The SA are also signed up to the “workfare” scheme, which forces people who are on the dole into unpaid work placements. The scheme has had little success in helping people actually find employment, but it’s been great for the businesses that get some unpaid labour out of it. The SA treats them as if they’re volunteers, but they’re not there voluntarily – if you don’t go, your benefits get stopped. Considering how the Sallies treat their staff, perhaps it’s not surprising that they use workfare.
So, they’re shit to work for as well – but there’s more. Unsurprisingly, they aren’t big fans of queers.
Despite the predictable, mealy-mouthed opposition to “homophobia” in their public statements, the organisation has a long history of discrimination against LGBT+ people, both in the UK and internationally. (Incidentally, they don’t define what they mean by homophobia, and I strongly doubt their definition is the same as mine)
It doesn’t take much digging to find that the liberal approach to LGBT+ issues doesn’t last long – they still teach that “sexual acts should take place only in a monogamous heterosexual marriage”. So basically their position is “we’re not homophobic but queers can’t have sex” – well, thanks but no thanks. “If I can’t fuck, I don’t want your religion”, as Emma Goldman famously didn’t say.

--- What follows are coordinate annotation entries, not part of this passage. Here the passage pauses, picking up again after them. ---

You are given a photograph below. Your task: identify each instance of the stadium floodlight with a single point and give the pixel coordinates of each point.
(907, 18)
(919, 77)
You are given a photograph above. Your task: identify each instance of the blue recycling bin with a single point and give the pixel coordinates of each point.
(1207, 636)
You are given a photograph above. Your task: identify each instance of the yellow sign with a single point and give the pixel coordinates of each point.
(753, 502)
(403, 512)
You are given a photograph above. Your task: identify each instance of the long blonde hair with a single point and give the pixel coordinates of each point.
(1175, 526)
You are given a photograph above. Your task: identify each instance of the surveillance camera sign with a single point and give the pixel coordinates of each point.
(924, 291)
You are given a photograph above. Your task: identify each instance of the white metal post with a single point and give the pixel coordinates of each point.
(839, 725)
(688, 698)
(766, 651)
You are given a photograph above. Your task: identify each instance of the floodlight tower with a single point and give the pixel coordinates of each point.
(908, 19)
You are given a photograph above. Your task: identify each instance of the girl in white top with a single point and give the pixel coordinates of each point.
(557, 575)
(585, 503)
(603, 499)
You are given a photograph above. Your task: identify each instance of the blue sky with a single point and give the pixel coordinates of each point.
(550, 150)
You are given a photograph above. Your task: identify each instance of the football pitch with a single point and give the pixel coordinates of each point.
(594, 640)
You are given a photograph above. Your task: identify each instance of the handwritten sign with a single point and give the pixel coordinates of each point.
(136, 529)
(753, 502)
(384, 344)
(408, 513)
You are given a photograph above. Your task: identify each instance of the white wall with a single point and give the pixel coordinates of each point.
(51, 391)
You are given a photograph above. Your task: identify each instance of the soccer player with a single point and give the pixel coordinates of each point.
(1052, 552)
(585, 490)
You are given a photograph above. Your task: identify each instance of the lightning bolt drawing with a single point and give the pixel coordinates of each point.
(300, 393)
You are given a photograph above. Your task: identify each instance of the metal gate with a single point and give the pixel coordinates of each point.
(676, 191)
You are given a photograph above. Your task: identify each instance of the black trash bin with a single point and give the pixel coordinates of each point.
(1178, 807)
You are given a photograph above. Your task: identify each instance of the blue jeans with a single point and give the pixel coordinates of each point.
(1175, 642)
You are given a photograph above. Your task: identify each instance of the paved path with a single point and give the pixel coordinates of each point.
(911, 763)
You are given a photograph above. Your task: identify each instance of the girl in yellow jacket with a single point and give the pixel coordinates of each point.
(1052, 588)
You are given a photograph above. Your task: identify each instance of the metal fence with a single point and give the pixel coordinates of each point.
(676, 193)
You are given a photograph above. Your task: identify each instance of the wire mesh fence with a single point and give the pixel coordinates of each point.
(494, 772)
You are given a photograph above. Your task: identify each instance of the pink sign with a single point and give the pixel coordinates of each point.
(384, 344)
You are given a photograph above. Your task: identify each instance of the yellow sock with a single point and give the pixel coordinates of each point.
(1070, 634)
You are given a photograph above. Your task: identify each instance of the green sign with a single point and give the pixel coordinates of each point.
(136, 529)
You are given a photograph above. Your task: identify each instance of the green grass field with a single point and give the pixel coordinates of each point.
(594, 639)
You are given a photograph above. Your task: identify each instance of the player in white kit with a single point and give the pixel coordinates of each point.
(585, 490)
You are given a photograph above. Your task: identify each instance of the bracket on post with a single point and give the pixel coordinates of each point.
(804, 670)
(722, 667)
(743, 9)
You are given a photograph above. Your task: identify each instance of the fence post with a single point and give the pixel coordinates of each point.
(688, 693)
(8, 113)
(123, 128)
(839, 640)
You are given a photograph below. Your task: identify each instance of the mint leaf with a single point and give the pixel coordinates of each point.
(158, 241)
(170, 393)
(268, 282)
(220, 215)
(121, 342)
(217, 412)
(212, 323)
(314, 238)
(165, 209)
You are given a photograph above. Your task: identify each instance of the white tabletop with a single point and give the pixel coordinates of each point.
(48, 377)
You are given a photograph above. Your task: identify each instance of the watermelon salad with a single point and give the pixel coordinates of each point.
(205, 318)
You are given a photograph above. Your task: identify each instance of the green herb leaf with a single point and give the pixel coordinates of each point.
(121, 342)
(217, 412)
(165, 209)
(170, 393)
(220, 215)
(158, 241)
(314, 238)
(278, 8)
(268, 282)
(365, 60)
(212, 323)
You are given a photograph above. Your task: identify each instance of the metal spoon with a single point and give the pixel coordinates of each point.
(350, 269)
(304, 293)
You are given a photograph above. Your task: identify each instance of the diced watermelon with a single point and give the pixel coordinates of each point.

That statement is bad enough in itself, but it gets worse. It was only 14 years ago that the Scottish Sallies wrote to Parliament opposing the repeal of Section 28 – which begs the question, how many people who donated to them were expecting the money to be spent on lobbying?
The counter-argument is that they don’t “discriminate on the basis of sexual identity in the delivery of [their] services” (emphasis mine). On one level, this is correct – the law forbids them from doing so. It’s not that simple though – as a queer person, I don’t feel comfortable around the Sallies, but they have a monopoly on homelessness support in Coventry. If I get made homeless, what am I supposed to do? Go and get help from a group of people who think I’m going to hell? No thanks.
The non-discrimination policy is utterly inadequate in any case, as it doesn’t mention gender identity – it offers trans people no protection from discrimination whatsoever. Which probably explains why they have no official UK policy on trans people in gendered shelters – however, in the USA they insist that trans women are housed with men, with extreme consequences.
Jennifer Gale was a trans woman who died sleeping on the streets, as she was unable to stay in a Salvation Army hostel because of their policy on trans people. The way I see it, they’ve got Jennifer’s blood on their hands.
To be honest, though, outsourcing council services to charities is a bad idea whatever the charity is. Obviously it’s a lot worse if the council chooses the tambourine brigade ahead of a secular or moderate charity, but any system which can lead to the Sallies running council services is fundamentally flawed.
Outsourcing doesn’t save money, and it’s a step towards the privatisation of essential services. It takes control away from the council and gives it to an unaccountable entity – in this case, a group run by grown men who like to dress up as soldiers to make their pitiful lives seem exciting.
Coventry Council should take its homelessness support work back in-house, fund it properly and provide decent services. Groups like the Salvation Army should be left to rot on the fringes where they belong.